Beberapa hari yang lalu, Menteri Agama yang terpilih, yaitu Gus Yaqut, baru saja mengucapkan pernyataan yang sangat menarik. Gus Yaqut berkata, “…agama sebisa mungkin tidak lagi digunakan alat politik baik untuk menentang pemerintah maupun merebut kekuasaan…”
Menarik ketika beliau mengatakan bahwa agama tidak boleh lagi digunakan untuk melawan kekuasaan, dan tidak boleh lagi digunakan untuk memberontak terhadap pemerintah. Namun, pertanyaan sebaliknya langsung terlintas di kepala. Apakah salah jika agama dijadikan alat kritik, jika memang faktanya terjadi realitas yang tidak sesuai dengan Al-Qur’an dan hadis?
Pertanyaan baru muncul tidak kalah liarnya ialah bukankah Al-Qur’an dan hadis tidak dapat berbicara, lalu siapakah yang berhak berbicara atas nama Al-Qur’an dan hadis?

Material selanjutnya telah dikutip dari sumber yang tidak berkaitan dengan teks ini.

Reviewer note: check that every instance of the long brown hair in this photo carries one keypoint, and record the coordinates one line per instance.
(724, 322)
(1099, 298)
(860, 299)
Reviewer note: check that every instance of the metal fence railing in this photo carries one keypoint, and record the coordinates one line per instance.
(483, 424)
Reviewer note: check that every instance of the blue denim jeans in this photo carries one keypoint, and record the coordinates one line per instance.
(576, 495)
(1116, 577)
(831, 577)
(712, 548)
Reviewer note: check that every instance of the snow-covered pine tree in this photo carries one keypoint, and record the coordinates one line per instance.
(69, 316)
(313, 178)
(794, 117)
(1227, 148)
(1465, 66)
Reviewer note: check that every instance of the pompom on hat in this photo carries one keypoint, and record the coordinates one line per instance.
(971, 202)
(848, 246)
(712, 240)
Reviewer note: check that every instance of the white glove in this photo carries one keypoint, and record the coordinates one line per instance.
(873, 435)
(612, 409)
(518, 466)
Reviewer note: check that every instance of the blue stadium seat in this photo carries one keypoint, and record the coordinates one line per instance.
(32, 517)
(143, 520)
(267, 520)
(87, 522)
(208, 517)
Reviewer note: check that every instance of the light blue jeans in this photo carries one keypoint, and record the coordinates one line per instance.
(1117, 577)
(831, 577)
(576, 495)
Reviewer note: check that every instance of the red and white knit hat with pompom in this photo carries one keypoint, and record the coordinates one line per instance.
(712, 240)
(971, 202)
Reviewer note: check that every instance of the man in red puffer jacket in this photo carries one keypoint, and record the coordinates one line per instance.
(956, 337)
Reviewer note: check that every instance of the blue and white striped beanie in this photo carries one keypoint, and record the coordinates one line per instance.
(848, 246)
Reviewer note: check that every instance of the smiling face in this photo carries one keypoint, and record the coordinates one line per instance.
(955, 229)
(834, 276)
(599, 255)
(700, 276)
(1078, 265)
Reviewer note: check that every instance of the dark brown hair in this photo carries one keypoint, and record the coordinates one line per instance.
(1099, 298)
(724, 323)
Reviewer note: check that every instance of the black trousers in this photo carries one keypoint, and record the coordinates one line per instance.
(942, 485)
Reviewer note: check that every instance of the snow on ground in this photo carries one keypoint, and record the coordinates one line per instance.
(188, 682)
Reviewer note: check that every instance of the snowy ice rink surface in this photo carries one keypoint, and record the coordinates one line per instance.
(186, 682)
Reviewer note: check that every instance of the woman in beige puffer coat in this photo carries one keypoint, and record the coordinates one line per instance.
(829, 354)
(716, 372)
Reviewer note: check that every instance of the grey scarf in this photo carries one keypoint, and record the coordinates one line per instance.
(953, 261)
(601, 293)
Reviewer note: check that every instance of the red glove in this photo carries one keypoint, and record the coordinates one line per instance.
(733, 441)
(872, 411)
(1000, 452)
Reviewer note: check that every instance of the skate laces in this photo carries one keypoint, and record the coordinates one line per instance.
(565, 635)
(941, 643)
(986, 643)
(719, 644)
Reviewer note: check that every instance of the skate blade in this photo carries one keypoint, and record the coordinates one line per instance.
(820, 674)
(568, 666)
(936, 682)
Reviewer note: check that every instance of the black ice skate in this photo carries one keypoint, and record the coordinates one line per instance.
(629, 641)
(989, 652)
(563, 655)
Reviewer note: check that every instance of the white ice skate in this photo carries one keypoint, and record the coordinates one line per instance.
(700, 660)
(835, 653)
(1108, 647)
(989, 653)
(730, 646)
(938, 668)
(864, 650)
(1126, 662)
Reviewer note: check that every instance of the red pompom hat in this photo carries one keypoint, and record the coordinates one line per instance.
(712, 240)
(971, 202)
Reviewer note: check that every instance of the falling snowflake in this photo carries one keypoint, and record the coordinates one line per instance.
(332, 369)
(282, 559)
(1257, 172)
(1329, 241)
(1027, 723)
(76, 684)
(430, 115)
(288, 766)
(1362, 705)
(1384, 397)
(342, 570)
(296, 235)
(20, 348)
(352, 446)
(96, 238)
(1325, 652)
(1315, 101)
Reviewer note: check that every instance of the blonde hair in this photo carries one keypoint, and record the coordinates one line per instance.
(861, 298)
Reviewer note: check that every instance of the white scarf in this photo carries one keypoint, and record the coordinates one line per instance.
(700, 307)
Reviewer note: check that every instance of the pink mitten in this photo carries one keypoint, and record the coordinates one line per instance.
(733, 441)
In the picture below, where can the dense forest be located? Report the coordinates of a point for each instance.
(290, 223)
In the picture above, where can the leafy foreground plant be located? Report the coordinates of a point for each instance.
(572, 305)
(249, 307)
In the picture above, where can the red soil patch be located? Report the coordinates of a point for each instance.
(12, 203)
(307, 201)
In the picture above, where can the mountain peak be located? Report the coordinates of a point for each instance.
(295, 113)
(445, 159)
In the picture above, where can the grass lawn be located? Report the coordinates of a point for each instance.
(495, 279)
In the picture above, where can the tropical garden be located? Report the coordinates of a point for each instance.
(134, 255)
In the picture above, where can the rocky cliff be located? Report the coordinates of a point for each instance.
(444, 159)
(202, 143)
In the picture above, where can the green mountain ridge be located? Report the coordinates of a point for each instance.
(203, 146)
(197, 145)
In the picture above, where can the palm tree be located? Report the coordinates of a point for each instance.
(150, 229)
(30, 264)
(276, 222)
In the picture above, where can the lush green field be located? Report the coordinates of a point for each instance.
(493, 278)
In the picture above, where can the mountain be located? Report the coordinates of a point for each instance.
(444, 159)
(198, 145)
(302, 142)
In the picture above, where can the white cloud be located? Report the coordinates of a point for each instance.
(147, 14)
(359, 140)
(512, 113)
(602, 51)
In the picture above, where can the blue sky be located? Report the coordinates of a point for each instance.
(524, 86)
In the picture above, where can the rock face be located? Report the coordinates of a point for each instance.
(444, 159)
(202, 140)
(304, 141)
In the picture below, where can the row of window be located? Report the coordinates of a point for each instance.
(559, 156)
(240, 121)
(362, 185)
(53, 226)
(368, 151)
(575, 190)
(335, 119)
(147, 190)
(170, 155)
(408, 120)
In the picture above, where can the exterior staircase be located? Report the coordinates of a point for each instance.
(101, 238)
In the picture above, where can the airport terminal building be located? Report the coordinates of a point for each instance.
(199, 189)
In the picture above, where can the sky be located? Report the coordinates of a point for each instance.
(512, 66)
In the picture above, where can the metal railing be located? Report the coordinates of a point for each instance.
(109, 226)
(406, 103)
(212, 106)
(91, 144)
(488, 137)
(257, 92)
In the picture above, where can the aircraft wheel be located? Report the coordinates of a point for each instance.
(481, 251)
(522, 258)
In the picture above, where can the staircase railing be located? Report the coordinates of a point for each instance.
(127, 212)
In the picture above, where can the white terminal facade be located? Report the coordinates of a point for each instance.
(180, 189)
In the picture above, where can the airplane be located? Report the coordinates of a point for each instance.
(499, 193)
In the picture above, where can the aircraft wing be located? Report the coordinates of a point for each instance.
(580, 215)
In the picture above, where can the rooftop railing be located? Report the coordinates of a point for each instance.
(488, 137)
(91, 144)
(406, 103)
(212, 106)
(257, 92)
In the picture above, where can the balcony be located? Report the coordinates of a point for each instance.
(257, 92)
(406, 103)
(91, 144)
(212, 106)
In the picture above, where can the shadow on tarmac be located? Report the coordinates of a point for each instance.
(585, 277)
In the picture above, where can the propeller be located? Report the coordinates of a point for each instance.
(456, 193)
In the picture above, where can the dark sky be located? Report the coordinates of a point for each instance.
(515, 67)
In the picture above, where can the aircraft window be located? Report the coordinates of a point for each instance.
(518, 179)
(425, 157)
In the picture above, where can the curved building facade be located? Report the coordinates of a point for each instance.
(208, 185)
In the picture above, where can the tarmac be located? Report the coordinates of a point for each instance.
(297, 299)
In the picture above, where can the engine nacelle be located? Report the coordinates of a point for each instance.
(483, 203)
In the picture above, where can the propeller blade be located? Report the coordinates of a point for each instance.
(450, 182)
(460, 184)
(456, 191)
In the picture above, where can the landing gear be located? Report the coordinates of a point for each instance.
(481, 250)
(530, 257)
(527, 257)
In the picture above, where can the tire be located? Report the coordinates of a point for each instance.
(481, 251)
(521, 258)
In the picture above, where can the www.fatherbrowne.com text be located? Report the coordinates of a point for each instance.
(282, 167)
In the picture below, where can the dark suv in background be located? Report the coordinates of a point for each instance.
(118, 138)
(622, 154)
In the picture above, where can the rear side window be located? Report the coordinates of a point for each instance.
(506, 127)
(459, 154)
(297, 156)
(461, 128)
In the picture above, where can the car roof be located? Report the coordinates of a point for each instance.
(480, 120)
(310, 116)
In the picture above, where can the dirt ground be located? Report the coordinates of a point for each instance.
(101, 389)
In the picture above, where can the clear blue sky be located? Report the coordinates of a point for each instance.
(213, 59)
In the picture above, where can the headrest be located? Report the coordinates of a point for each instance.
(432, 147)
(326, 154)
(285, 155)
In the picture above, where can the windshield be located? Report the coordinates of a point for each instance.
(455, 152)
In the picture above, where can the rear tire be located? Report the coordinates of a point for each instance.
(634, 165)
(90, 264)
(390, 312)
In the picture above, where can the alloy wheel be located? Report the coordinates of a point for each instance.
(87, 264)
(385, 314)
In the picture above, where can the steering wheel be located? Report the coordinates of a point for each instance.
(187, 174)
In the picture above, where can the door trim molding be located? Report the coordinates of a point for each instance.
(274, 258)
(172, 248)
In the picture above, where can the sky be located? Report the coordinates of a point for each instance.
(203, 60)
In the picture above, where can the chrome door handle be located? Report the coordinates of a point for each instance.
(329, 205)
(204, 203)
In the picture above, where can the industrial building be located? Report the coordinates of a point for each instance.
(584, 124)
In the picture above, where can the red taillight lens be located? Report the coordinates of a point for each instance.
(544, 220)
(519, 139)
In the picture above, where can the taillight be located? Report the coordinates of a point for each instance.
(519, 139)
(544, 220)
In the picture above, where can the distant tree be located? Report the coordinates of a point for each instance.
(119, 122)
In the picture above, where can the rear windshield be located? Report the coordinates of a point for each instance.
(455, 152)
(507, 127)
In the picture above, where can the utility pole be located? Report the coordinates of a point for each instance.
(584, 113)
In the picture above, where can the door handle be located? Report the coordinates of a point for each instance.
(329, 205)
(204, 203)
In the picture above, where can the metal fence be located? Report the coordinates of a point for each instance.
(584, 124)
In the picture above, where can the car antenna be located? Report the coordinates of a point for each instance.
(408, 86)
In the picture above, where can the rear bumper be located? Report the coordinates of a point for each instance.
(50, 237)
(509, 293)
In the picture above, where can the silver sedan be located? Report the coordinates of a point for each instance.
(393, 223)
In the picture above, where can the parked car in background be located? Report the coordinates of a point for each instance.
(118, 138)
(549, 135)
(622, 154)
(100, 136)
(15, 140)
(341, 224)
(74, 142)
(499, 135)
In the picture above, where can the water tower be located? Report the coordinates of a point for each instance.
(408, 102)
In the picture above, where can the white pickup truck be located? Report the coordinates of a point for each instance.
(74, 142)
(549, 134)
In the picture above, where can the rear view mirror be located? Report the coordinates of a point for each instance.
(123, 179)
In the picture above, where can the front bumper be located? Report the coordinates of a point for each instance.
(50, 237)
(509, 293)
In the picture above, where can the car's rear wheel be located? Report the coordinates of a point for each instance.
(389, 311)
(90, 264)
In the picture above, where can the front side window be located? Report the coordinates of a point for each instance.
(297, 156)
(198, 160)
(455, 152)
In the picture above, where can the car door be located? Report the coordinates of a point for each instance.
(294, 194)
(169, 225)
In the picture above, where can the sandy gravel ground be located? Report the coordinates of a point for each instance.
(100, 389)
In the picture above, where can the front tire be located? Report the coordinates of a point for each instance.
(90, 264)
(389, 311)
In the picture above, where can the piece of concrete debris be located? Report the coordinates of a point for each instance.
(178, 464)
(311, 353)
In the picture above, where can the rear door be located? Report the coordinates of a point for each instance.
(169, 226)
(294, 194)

Siapakah yang berhak menilai bahwa suatu perilaku, atau bahkan suatu kebijakan pemerintah tidak sesuai dengan Al-Qur’an dan hadis? Apakah ulama mempunyai hak itu? Bagaimana jika justru para ulama memanfaatkan firman-firman Allah hanya untuk kepentingannya semata?
Teks dan Otoritas Tuhan
Setiap umat Islam berharap agar dirinya senantiasa dekat dengan Allah Swt. Karena dengan kedekatannya dengan Allah Swt., maka dia akan selalu mendapatkan keselamatan dan kebahagiaan dari Allah Swt., baik di dunia maupun di akhirat.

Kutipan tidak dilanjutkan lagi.